3.2 Imaging features of NSIP
The lesions were located in the peripheral part of the lower and middle lungs (subpleural) in 19 cases, in the central region in 2 cases, and in the posterior segment of the right upper lobe in 1 case, thus indicating that the preferred site is often the peripheral part of the lower and middle lungs; 15 of the 22 patients had lesions in both lungs, indicating that NSIP often develops bilaterally; the lesions in this group were often patchy or lamellar ground glass shadows in 1-4 lobes, accompanied by reticular The majority of the lesions were located in the middle and lower lungs, and none of them formed diffuse lesions in both lungs, thus limiting the extent of NSIP compared with IPF and AIP.
Imaging features: 14 cases of cellular NSIP showed lamellar ground-glass shadow, lobular solid shadow, fine reticular changes in the intralobular septa in 9 cases, slight dilatation of fine bronchi in 2 cases, and no foveal and bronchovascular bundle thickening changes in 1 case, which was consistent with the pathological changes of inflammatory cell infiltration in the alveolar septa and around the fine bronchi (lobular core interstitium) and inflammatory cell filling in the alveolar lumen. 6 cases The mixed type of NSIP showed ground glass shadow, reticular shadow and dilated fine bronchi, indicating both chronic inflammation and fibrosis in the interstitium. 2 cases of fibrosis had a large extent of reticular shadow, dilated fine bronchi, often involving multiple lung lobules, along with fovea and distortion of local lung structures, and these imaging manifestations indicated large deposits of collagen fibers in the interstitium. 22 cases of NSIP lesions Of the 22 NSIP lesions, 20 were confined to the subpleural area, and 8 cases of bronchiectasis involved the terminal bronchi and their distant bronchi, while central bronchi were not dilated or only slightly dilated and interstitial thickening around them was rare, which is consistent with foreign reports [9].
Therefore, the imaging features of NSIP are: (i) the main lesions occur in the peripheral part of the middle and lower lungs, often bilaterally, and the lesions are more limited than those of AIP and IPF, and rarely form diffuse lesions in both lungs.
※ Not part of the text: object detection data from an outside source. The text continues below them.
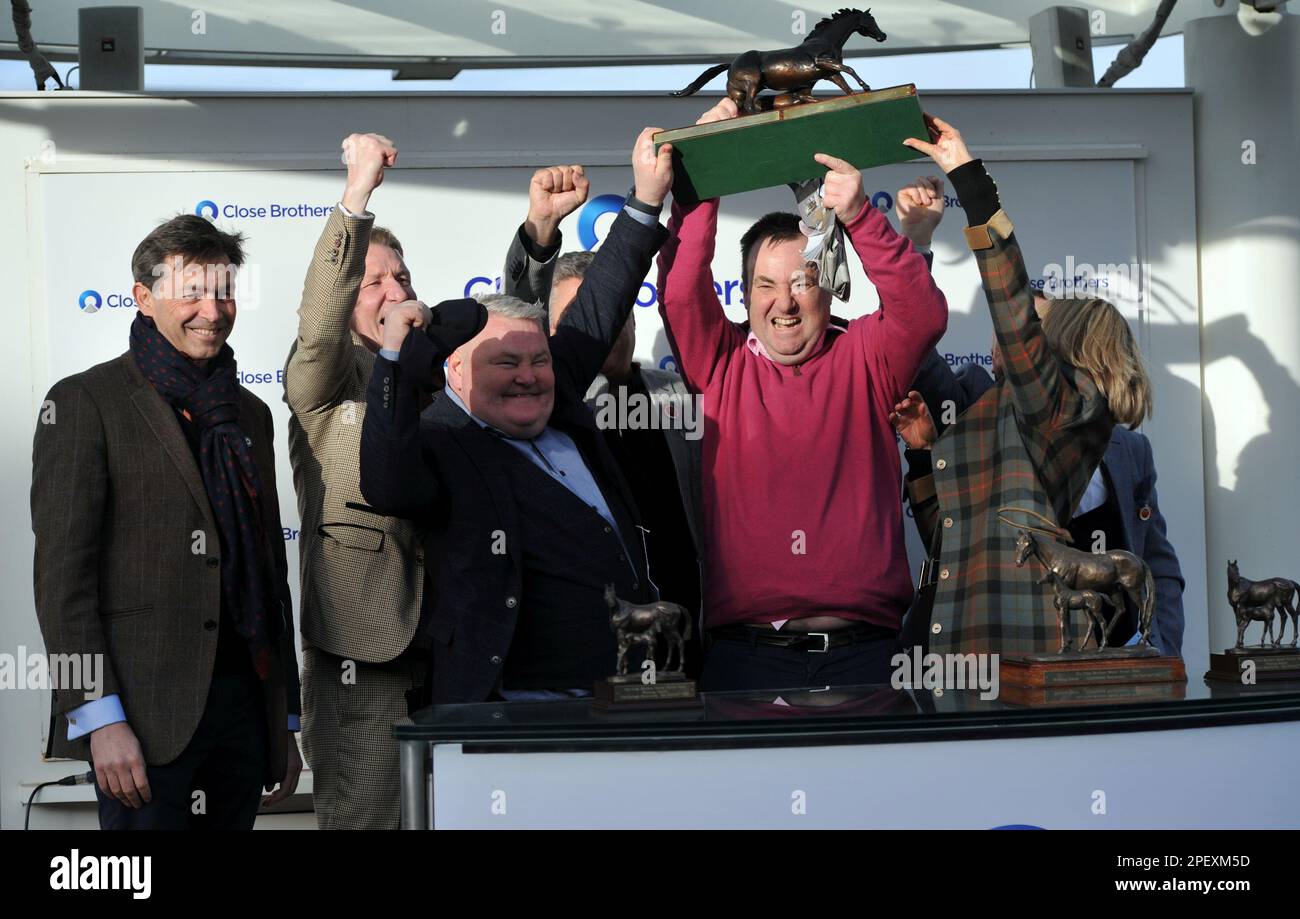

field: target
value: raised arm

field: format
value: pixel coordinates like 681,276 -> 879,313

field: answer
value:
905,116 -> 1114,509
360,299 -> 488,520
285,134 -> 398,412
815,153 -> 948,413
501,165 -> 590,307
659,99 -> 745,393
550,127 -> 672,395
The lesions mainly involve lung tissue at the lobular level and commonly present as ground glass shadow, patchy airspace solid shadow, intralobular interstitial thickening, fibrosis and lobular core abnormalities. (iii) Involved interstitial lung tissue is often intralobular and interlobular core interstitial. ④Distensional bronchial dilatation is often distal to the terminal fine bronchi, while the central bronchi are less frequently involved. (5) The destruction and distortion of lung structures is often limited. (6) Cellular lung is less common.
In summary, a comprehensive analysis of the imaging features of NSIP combined with its etiology or causative factors, disease duration, pulmonary function, the effect of hormonal therapy and prognosis can greatly improve its correct diagnostic rate.